The Western Missionary: Dead or Alive?
There is an undercurrent in the Western church which says that the place of the Western missionary is gone. It says that it’s a waste of time and effort for a Western missionary to go overseas. There are now enough indigenous believers to carry out the great commission; what they need is money. Westerners are great at making money, (goes the thesis) so stay home, make bunches of money, and pour it into indigenous missionaries.
In some ways this is a good point. However, as with most debatable issues, there has been an overcorrection. Just like in driving on an icy road, the overcorrection can be more dangerous than the original deviation.
There are many places in the world with a significant indigenous support and this theory of sending them money is actually very appropriate. An Indian can get by on just a few dollars a day, which to you is nothing. You could support 10 of these missionaries a day if you had the economic means to. The money that it would take to send you and your family over there and live with relative western comforts would support scores of indigenous missionaries.

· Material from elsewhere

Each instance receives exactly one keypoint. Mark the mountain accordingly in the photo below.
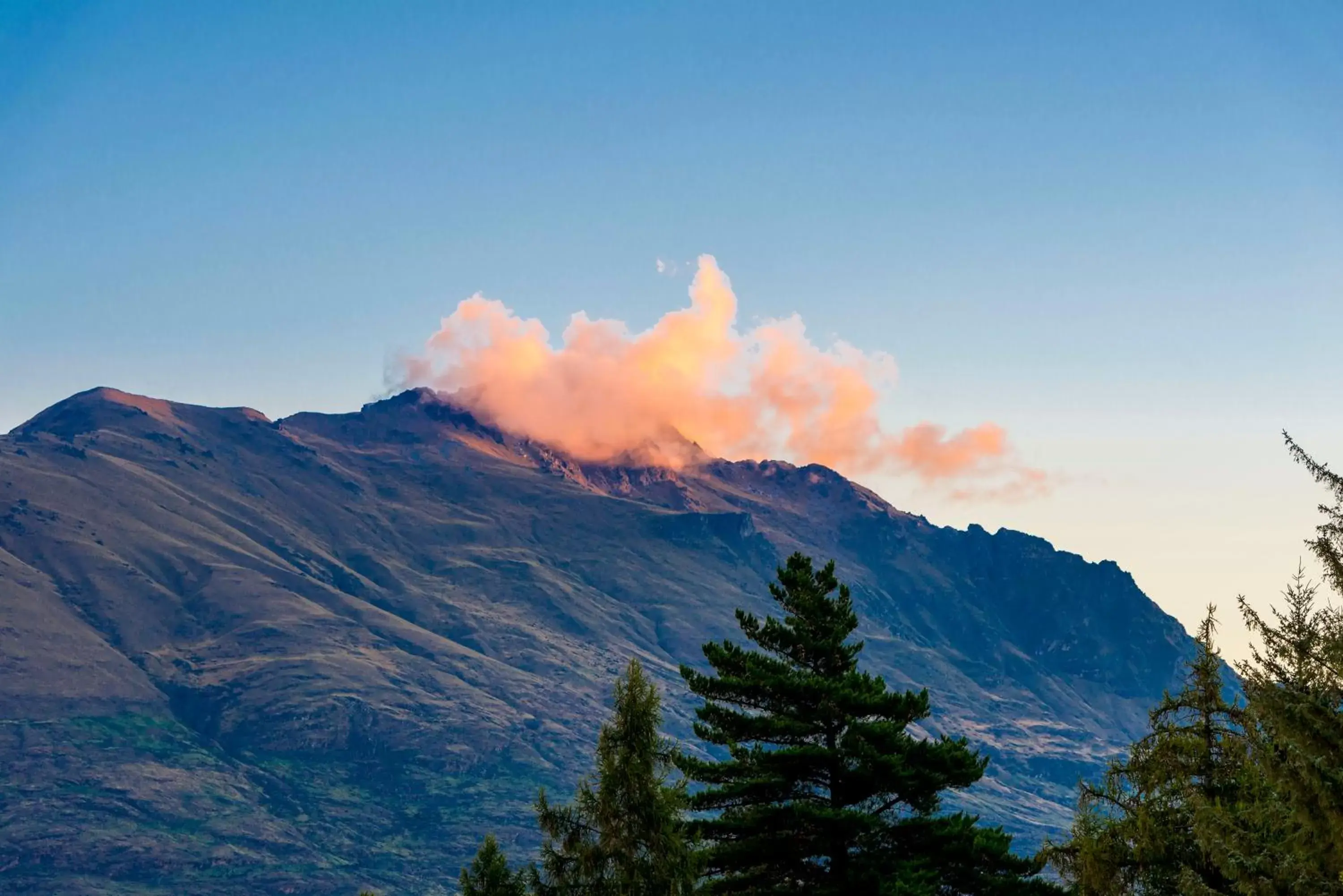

This is true. Buy ay, here’s the rub:
Many missionaries in unreached parts of the world don’t even have a whole Bible, and their theology is as deep as a first reading of the New Testament allows. Do we want to pour money on missionaries with unbiblical theology? Lack of good theology is the breeding ground for heresy.

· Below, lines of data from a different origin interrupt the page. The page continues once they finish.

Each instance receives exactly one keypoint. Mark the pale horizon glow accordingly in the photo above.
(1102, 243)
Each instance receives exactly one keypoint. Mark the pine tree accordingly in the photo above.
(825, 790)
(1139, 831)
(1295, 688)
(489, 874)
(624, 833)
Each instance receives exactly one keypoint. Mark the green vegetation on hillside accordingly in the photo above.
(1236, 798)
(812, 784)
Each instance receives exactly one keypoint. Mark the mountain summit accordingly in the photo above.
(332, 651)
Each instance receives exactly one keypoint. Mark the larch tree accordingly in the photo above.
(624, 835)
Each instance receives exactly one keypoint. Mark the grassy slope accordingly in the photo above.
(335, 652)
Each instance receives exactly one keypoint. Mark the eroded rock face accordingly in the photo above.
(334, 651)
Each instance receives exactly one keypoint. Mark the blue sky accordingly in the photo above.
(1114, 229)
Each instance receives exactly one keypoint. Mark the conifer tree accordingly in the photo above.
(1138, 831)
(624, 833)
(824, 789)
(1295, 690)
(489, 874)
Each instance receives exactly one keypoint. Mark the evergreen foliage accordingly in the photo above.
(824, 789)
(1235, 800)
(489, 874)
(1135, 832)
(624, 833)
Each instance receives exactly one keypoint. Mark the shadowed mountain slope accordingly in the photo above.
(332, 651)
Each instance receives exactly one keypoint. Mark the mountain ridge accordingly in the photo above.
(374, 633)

This brings up a can of worms with encouraging indigenous groups self theologize or not, but that’s a separate issue. We would all agree that education is a good thing. Teaching locals how to make better use of their Bibles, to avoid reading it through their own cultural lens, and to be aware of hermeneutics and exegesis is always a good thing. Who will help them if we’re only pouring our money on them?
In many parts of Africa people are converting from Pagan Animism to Christian Animism, following the most powerful miracle worker instead of the most powerful witch doctor. Personality cults are numerous. Theology is weak. Sending those kinds of missionaries support will only encourage heresy and cults.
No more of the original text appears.